County residents can be helpful in preventing the spread of this insect by not bringing bugs of any type home as souvenirs of fall trips, intentionally or unintentionally. Here are ways to prevent the spotted lanternfly from coming to Fairfax County:
- Don’t move firewood from one area to another
- Carefully check vehicles and belongings after visiting quarantined areas
- Adhere to quarantine regulations including citizen checklists (below)
- Look for egg masses on vehicles, outdoor furniture, pallets, tree bark, firewood, landscaping stone and rusty metal surfaces
- Report sightings of spotted lanternfly in Fairfax County to firstname.lastname@example.org or 703-324-1770, TTY 711
The Virginia Department of Agriculture recommends these actions in What Citizens Can Do.
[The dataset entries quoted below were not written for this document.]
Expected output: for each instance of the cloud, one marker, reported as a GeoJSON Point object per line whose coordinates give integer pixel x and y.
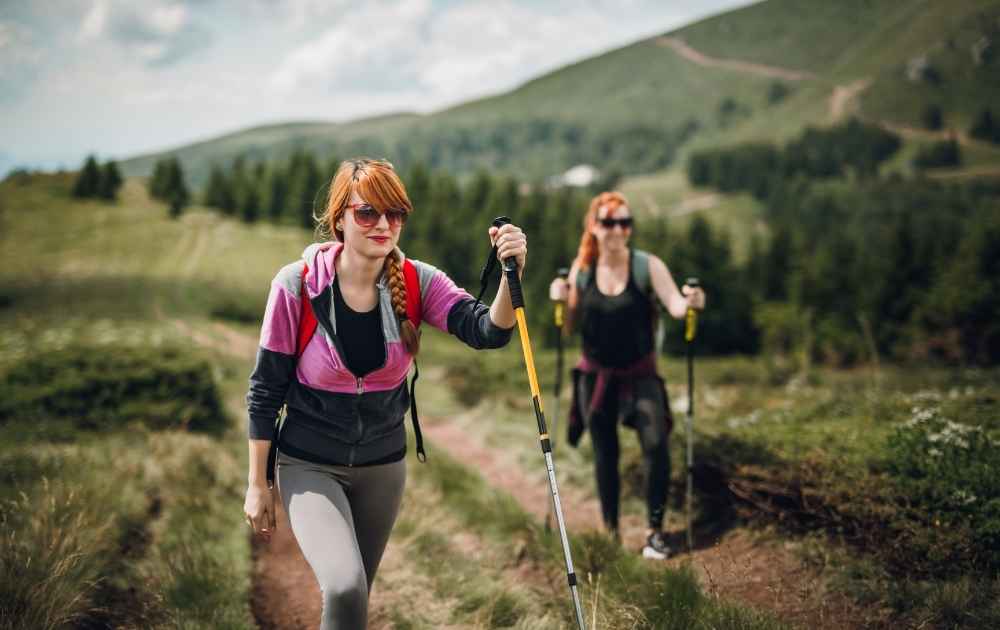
{"type": "Point", "coordinates": [374, 48]}
{"type": "Point", "coordinates": [22, 56]}
{"type": "Point", "coordinates": [457, 51]}
{"type": "Point", "coordinates": [158, 35]}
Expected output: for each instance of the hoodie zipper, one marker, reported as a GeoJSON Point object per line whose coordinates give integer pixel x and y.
{"type": "Point", "coordinates": [359, 380]}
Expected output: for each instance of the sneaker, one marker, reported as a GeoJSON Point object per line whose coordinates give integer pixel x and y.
{"type": "Point", "coordinates": [656, 547]}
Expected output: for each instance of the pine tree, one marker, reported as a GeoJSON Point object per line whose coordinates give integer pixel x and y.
{"type": "Point", "coordinates": [110, 182]}
{"type": "Point", "coordinates": [277, 192]}
{"type": "Point", "coordinates": [88, 182]}
{"type": "Point", "coordinates": [217, 193]}
{"type": "Point", "coordinates": [158, 181]}
{"type": "Point", "coordinates": [984, 128]}
{"type": "Point", "coordinates": [303, 188]}
{"type": "Point", "coordinates": [175, 191]}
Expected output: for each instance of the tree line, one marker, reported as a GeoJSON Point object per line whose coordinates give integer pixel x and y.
{"type": "Point", "coordinates": [96, 181]}
{"type": "Point", "coordinates": [859, 266]}
{"type": "Point", "coordinates": [855, 266]}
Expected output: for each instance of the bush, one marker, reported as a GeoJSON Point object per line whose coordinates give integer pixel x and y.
{"type": "Point", "coordinates": [99, 388]}
{"type": "Point", "coordinates": [944, 153]}
{"type": "Point", "coordinates": [947, 471]}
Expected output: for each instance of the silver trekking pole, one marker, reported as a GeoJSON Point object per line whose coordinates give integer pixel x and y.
{"type": "Point", "coordinates": [517, 301]}
{"type": "Point", "coordinates": [690, 325]}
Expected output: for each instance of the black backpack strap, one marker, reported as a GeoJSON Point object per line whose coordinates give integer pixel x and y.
{"type": "Point", "coordinates": [418, 436]}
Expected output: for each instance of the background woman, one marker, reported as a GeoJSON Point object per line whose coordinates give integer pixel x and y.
{"type": "Point", "coordinates": [340, 449]}
{"type": "Point", "coordinates": [612, 291]}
Another equally destructive tree pest is the Asian longhorned beetle (ALB). This is an invasive wood-boring insect that feeds on hardwood trees including maple, birch, elm, ash and poplar, among others. Native to East Asia, the adult beetle is about 1.5 inches long, shiny and black with white spots. Their ‘horns’ are antennae that can be twice as long as the body of the insect.
In 1996, this pest was found in Brooklyn, New York. It may have hitchhiked a ride into the US in wood packing materials. Other infestations have been found in Manhattan, Queens, Staten Island, Islip and central Long Island. Many of these infestation sites have been eradicated.
“ALB is one of the most serious and destructive tree pests to enter North America,” said Joan Allen, Chief, Forest Pest Branch, Urban Forest Management Division. “So far, this insect is not in Fairfax County.” As is frequently true of these exotic insects, it has no natural predators to keep the population under control. ALB has the potential to destroy millions of acres of hardwood forests and residential trees.
County urban foresters are keeping their eyes peeled and they ask residents to call or email if they spot an Asian Longhorned Beetle. Capture it in a plastic bag and contact the Urban Forest Management Division at 703-324-1770, TTY 711 or email@example.com.
Both of these insects are made mobile through human activity.
“Our message to the public is to be aware of these invasive pests and where they are located. These are tree-killers and it is very important to prevent their spread into new areas. Don’t let these insects hitch a ride with you when returning to the area from your fall trips,” Allen said.